- Den Amstel Location in Guyana
- Coordinates: 6°51′N 58°15′W﻿ / ﻿6.850°N 58.250°W
- Country: Guyana
- Region: Essequibo Islands-West Demerara

Population (2012)
- • Total: 938
- Time zone: UTC-4
- Climate: Af

= Den Amstel =

Den Amstel is a village in Guyana's Essequibo Islands-West Demerara region. It lies on the Atlantic coast, approximately 13 km west-north-west of the capital, Georgetown. The village has a population of 938 people as of 2012, who are predominantly Afro-Guyanese.

==History==
Den Amstel is situated on the site of a coffee plantation of the same name, which was established by a Dutchman, John Craig, and named after the river Amstel in the Netherlands. The plantation was abandoned midway through the 19th century, owing to repeated flooding, and subsequently purchased by a syndicate of 125 ex-slaves, who gained ownership in 1854. In 1892, Den Amstel was united with the neighbouring village of Fellowship and granted municipal government for the first time, as part of the Den Amstel/Fellowship Village District. Fellowship was historically the more important of the two villages, with Den Amstel being described as "a very under-developed settlement with a few scattered houses and dense bushes and foliage". Until the closure of the line in 1974, the village had a platform on the Demerara–Essequibo Railway (running from Vreed-en-Hoop to Parika).

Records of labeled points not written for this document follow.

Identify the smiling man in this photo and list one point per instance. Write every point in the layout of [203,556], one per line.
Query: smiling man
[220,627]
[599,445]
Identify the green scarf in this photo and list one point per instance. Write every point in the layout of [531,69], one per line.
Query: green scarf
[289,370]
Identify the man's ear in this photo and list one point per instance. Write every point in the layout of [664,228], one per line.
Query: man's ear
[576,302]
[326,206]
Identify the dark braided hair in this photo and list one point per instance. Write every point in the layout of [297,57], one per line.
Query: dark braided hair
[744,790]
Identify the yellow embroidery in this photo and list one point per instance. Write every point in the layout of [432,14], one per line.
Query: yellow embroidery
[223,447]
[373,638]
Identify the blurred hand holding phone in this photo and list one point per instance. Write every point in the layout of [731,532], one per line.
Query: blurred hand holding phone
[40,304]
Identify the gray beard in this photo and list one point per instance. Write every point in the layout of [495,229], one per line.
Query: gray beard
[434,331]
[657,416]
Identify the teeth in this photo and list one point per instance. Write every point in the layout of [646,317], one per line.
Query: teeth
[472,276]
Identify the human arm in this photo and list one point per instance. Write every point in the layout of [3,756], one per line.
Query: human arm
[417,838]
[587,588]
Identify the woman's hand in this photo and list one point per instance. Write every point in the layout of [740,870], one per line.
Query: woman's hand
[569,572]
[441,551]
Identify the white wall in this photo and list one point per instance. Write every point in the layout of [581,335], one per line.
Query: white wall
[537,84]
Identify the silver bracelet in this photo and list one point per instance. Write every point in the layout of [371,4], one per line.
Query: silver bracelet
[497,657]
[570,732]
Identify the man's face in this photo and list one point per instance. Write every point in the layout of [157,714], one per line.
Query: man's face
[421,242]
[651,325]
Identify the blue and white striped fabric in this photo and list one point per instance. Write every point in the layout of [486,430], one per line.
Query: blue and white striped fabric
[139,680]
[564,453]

The railway has since been replaced by a paved highway. Den Amstel's economy has historically been based around agriculture and horticulture, but now relies more on small businesses. The southernmost portion of the village includes a 400 acre rice plantation.

==Sport==
The Den Amstel Cricket Club is a member of the West Demerara Cricket Association, which is in turn affiliated with the Demerara Cricket Board, one of the three constituent members of the Guyana Cricket Board. Rayon Griffith, who played cricket for the Guyanese national team in the 2000s, was born in the village. However, a 2014 Guyana Chronicle article reported that cricket had declined in popularity, in favour of football. The Den Amstel Football Club is a member of the West Demerara Football Association, and qualified for the GFF Elite League on at least one occasion.